In his message, which was read for the selected audience, Patterson offered regrets for his absence, which, he said, resulted from novel coronavirus pandemic restrictions. He commended Clarke’s work with the British TUC, as well as the PNP in Jamaica and its affiliates in the UK. He said he admired his “organisational competence” and was delighted that after the party’s victory in the 1972 General Election in Jamaica, he could not resist any longer the call to return home.
“ The Necktie Man is truly a remarkable story, spanning 20 years of a sentimental journey from the Windrush Generation that will be remembered for years to come,” Patterson added.
“But, I have news for the author. This is volume one. You owe it to history and succeeding generations to write the sequel to your foreign sojourn, from 1975 until now,” he suggested.

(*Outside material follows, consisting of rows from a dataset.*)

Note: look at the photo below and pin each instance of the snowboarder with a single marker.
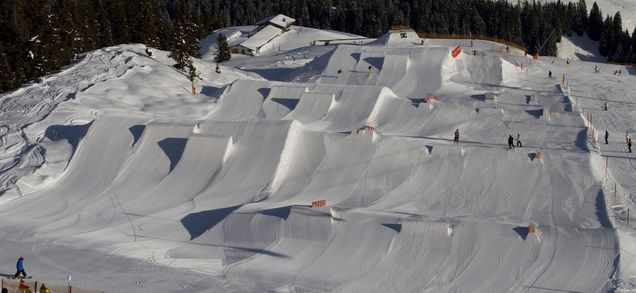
(23, 288)
(44, 289)
(20, 267)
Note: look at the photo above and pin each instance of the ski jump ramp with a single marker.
(412, 72)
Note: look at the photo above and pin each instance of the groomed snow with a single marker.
(117, 175)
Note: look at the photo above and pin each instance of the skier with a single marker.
(20, 267)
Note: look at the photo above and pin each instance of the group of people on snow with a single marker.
(511, 140)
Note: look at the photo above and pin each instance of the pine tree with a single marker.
(223, 50)
(185, 43)
(583, 18)
(595, 23)
(606, 38)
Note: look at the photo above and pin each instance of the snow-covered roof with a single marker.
(262, 37)
(279, 20)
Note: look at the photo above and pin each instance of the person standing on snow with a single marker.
(20, 267)
(44, 289)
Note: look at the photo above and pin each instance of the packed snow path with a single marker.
(219, 199)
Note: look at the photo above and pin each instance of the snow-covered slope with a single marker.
(114, 173)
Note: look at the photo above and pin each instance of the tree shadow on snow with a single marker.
(72, 133)
(581, 140)
(522, 231)
(264, 91)
(480, 97)
(173, 148)
(394, 227)
(601, 211)
(136, 131)
(289, 103)
(376, 62)
(211, 91)
(535, 113)
(199, 223)
(282, 212)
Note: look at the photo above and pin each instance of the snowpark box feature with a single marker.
(337, 172)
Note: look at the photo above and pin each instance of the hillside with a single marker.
(114, 173)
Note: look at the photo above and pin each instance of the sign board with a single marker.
(318, 203)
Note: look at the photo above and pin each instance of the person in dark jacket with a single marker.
(20, 267)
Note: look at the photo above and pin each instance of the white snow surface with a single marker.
(114, 173)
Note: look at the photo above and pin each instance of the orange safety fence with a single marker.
(13, 287)
(471, 37)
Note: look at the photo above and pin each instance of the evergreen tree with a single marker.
(605, 41)
(583, 18)
(185, 42)
(223, 50)
(595, 24)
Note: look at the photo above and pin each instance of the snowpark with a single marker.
(318, 168)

Guest speaker Witter warned that, “if we don’t tell our history ourselves, somebody else is going to tell it for us, and they don’t get it right”. He suggested that Clarke could have been a “shoo-in” for the Brent seat in London, if he had not chosen to return home.
In his response to the accolades, Clarke recalled facing the violence of the so-called racist/fascist group of “The Teddy Boys” in Notting Hill, which eventually transformed into the home of the annual Caribbean carnival.
He also spoke of his experiencing the beatings of close friends by the “ Teddy Boys”, which would leave innocent pedestrians severely wounded.
Challenged in getting suitably qualified jobs, Clarke also worked as a packer at a sausage delivery company; and a porter at the Paddington Hospital preparing potatoes for patients. At one stage he started buying records from a small local store, which he re-sold for a profit that became a useful source of extra funding, until the store crashed under the weight of the emerging hire purchase businesses which sold both the records and the record players.
Getting used to living in the British work environment, which made it difficult for immigrants to earn good wages, or be promoted to supervisory positions without resentment from the white majority, led to him, friends purchasing suits and neckties, which were highly respected by British natives and fellow West Indians to win their attention.
However, the lifestyle may have been helpful, when things changed for Clarke and his popularity as a dancer and trade union delegate led to him become secretary of the Brent Trades Council.
After personally acknowledging his efforts in London in 1969, working with British-based groups linked to the PNP and which assisted in the victory of 1972 General Election in Jamaica, he returned to contribute to Jamaica’s post-independence development.
Clarke left the Senate in 2016, with the change of government to the Jamaica Labour Party led by Andrew Holness, after 23 consecutive years in the Upper Chamber.
His years in the Senate is only bettered by former JLP member, Oswald Harding, who spent 25 consecutive years (1977 to 2002), during which he served as president (twice) and Leader of Government Business and Leader of Opposition Business over a total of 29 years.